【第53回】2020年1月試験

【第53回】学科一般・問題3(2020年1月試験)

東西風の高度-緯度断面図について述べた次の文章の空欄(a)~(c)に入る適切な語句の組み合わせを,下記の①~⑤の中から1 つ選べ。

 図は,経度平均した(a)における東西風の高度-緯度断面図である。この図に対応する温度風の関係から,南半球中緯度の高度20~60kmでは南極側ほど(bであると推測される。

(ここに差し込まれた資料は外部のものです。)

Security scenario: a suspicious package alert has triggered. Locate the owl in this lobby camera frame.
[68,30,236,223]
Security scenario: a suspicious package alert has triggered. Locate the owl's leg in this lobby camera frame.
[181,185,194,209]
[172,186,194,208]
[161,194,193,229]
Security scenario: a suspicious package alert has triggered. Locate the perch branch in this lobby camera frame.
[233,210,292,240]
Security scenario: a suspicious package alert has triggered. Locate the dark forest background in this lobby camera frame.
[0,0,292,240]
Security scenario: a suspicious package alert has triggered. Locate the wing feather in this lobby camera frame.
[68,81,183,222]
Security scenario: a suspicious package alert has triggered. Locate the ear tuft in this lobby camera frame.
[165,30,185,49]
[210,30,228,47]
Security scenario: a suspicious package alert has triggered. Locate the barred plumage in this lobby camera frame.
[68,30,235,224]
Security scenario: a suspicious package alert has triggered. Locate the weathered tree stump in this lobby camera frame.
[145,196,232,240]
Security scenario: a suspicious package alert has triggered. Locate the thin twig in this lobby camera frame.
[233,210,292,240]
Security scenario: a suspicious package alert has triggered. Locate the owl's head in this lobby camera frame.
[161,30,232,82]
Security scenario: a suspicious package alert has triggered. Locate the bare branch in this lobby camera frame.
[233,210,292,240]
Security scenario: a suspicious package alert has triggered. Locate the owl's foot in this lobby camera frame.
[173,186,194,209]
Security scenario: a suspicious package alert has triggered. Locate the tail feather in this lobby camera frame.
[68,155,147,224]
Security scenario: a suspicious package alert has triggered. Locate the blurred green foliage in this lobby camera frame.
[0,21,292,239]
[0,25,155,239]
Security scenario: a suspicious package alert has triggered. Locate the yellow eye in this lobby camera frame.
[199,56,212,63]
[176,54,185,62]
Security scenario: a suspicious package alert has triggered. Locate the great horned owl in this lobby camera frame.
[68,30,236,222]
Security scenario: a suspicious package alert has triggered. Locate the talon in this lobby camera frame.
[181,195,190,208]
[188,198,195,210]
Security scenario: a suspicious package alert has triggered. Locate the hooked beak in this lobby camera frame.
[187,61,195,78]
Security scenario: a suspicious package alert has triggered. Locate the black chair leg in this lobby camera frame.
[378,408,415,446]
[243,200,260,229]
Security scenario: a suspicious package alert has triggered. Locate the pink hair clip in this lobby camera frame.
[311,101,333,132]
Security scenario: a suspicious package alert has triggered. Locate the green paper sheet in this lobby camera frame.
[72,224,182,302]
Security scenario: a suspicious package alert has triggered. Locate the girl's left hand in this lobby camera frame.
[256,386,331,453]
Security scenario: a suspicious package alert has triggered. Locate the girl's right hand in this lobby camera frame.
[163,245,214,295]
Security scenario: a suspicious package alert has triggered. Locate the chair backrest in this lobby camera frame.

この高度で南極側ほど(b)であるのは,(c)が大きいためである。

  (a) (b) (c)
1月 高温 オゾンの紫外線吸収に伴う加熱
1月 高温 下降流による断熱昇温
1月 低温 上昇流による断熱冷却
7月 低温 上昇流による断熱冷却
7月 高温 オゾンの紫外線吸収に伴う加熱
答え
① 1月 高温 オゾンの紫外線吸収に伴う加熱
参考 中層大気の温度と東西風(1月)

(東京大学気象学研究室より引用して加工)

参考 中層大気の温度と東西風(7月)

(東京大学気象学研究室より引用して加工)

解説 (a)について
「図は,経度平均した(a)における東西風の高度-緯度断面図である。」

正解は1月です。

「東西風の高度-緯度断面図」というと、左側が南半球、右側が北半球の図を見ることが多いかもしれません。しかし今回の問題では、左側が北半球、右側が南半球です。

問題の図より、
・左側(北半球)は白色なので、西風が吹いている
・右側(南半球)は陰影がついているため、東風が吹いている
ことが分かります。

温度風の関係より、北半球では高温域が右側になるように風が吹きます。
よって北半球で西風が吹いているとき、南半球側が高温になるので、南半球は夏です。
そのため1月が正解です。

解説 (b)について
「この図に対応する温度風の関係から,南半球中緯度の高度20~60kmでは南極側ほど(b)であると推測される。」

正解は高温です。(a)で解説した通りです。

解説 (c)について
「この高度で南極側ほど高温であるのは,(c)が大きいためである。」

正解はオゾンの紫外線吸収に伴う加熱です。

高度20~60kmはだいたい成層圏です。成層圏で南極側ほど高温になる理由を考えます。

(a)より、今回の問題では南半球が「夏半球」です。
夏半球の極域では、1日を通して太陽が沈まない「白夜」が起こり、入射する太陽エネルギーが多くなります。(白夜の詳しい解説はこちら(NHK for School)がわかりやすかったです。)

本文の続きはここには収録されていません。